1) due to the adoption of an integrated algorithm, the accuracy of the method is better than that of most of single algorithms; the method is simple to realize, high in precision and strong in overfitting resistance;

2) the test set has good performance, and due to the introduction of two randomness properties (sample randomness and characteristic randomness), the random forest is not easy to fall into overfitting; the random forest has certain anti-noise capability;

3) due to the combination of trees, the random forest can process nonlinear data, belongs to a nonlinear classification (fitting) model, can process data with high dimensionality (many features), does not need to make feature selection, and has strong adaptability to a data set: the method can process discrete data and continuous data, and a data set does not need to be normalized; because each tree can be independently and simultaneously generated, a parallelization scheme is easy to make;

4) the training speed is high, and the method can be applied to large-scale data sets; and default values (as a class alone) can be processed without additional processing;

5) due to the out-of-bag data (OOB), unbiased estimation of real errors can be obtained in the model generation process, and the training data volume is not lost;

6) in the training process, the mutual influence among the features can be detected, the importance of the features can be obtained, and certain reference significance is achieved.

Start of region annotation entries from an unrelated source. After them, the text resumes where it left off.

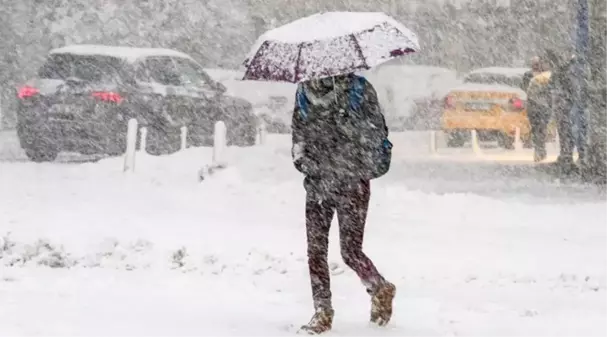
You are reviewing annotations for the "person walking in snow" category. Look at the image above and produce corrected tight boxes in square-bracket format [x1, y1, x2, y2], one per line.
[546, 49, 576, 174]
[292, 74, 396, 334]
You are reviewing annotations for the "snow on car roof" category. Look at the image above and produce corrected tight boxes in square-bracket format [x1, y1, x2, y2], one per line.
[49, 44, 192, 62]
[469, 67, 529, 76]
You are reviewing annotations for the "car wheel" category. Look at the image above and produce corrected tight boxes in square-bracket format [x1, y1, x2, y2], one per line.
[447, 131, 466, 147]
[497, 133, 515, 150]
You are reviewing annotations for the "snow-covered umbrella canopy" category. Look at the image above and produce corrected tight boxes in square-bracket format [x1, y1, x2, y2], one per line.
[244, 12, 419, 83]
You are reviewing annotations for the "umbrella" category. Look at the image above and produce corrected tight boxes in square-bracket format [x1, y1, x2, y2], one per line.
[243, 12, 419, 83]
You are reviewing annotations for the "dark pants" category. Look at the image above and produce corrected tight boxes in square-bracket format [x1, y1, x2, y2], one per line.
[305, 178, 385, 309]
[527, 101, 550, 160]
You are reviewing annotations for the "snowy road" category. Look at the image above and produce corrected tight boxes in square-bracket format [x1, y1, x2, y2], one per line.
[0, 133, 607, 337]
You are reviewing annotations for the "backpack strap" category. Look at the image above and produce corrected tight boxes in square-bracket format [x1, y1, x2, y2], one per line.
[349, 75, 367, 112]
[295, 75, 367, 120]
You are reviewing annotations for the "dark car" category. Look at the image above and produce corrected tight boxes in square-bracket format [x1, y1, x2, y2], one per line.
[17, 45, 258, 161]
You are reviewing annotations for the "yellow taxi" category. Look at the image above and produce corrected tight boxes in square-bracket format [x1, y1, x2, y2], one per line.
[441, 67, 531, 149]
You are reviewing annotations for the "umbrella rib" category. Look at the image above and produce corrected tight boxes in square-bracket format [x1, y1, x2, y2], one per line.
[350, 34, 369, 69]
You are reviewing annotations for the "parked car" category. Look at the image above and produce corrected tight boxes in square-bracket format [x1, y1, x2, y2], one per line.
[17, 45, 258, 162]
[221, 77, 297, 134]
[441, 67, 554, 149]
[363, 60, 461, 131]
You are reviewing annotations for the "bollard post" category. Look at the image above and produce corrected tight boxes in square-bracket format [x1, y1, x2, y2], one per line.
[139, 126, 148, 152]
[430, 130, 437, 154]
[180, 125, 188, 151]
[213, 121, 227, 166]
[123, 118, 137, 172]
[514, 127, 523, 152]
[259, 122, 268, 145]
[470, 130, 482, 155]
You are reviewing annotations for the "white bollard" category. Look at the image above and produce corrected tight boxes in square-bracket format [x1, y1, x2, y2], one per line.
[430, 130, 437, 154]
[514, 127, 523, 152]
[213, 121, 227, 167]
[139, 126, 148, 152]
[124, 118, 137, 172]
[181, 125, 188, 151]
[259, 122, 268, 145]
[470, 130, 482, 155]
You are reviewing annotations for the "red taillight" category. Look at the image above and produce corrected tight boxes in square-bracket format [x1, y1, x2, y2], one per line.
[510, 97, 525, 110]
[17, 85, 40, 99]
[93, 91, 123, 103]
[445, 96, 455, 109]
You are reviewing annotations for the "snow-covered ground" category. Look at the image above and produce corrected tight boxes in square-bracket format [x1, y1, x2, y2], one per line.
[0, 134, 607, 337]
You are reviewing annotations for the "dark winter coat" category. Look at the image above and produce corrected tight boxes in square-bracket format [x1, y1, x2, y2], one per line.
[292, 75, 388, 183]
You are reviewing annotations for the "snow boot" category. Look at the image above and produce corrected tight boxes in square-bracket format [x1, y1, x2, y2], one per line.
[371, 282, 396, 326]
[299, 308, 335, 335]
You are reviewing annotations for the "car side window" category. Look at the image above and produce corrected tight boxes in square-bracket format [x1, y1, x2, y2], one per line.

The above preferred embodiments should be considered as examples of the embodiments of the present application, and technical deductions, substitutions, improvements and the like similar to, similar to or based on the embodiments of the present application should be considered as the protection scope of the present patent.

Claims

1. An accident vehicle judgment method based on a deep learning algorithm is characterized by comprising the following steps: the method comprises a model training stage and a probability analysis stage;

the following steps are executed in the model training stage:

the following steps are performed in the probability analysis stage:

2. The emergency vehicle determination method based on the deep learning algorithm according to claim 1, wherein: in the model training stage, firstly, a key phrase of a specific phenomenon or a specific combination is extracted from a vehicle fault maintenance case, the key phrase is converted into a weight score corresponding to a system class, and the weight score of the system class under the sample classification is converted according to the relation between the sample classification and the key phrase.

3. The emergency vehicle determination method based on the deep learning algorithm according to claim 1, wherein: the sample classification comprises non-accident, light accident, moderate accident, major accident, water logging and fire burning.

4. The emergency vehicle determination method based on the deep learning algorithm according to claim 1, wherein: the fault information includes a fault code, a fault description, or a freeze frame.

5. The emergency vehicle determination method based on the deep learning algorithm according to claim 1, wherein: and (4) the sample data is processed according to the following steps of 7: and 3, dividing the test result into a training set and a testing set.

6. The emergency vehicle determination method based on the deep learning algorithm according to any one of claims 1 to 5, wherein: and eliminating noise data in the sample data according to a preset rule in the model training stage.

7. The emergency vehicle determination method based on the deep learning algorithm according to claim 6, wherein: the preset rule is that vehicle diagnosis reports in all sample data are sorted and grouped according to a certain time interval, and the fault code which has the largest occurrence frequency and the earliest generation time in the same group is the representative of the group.

8. The emergency vehicle determination method based on the deep learning algorithm according to claim 7, wherein: multiple vehicle diagnostic reports within every N minutes are grouped.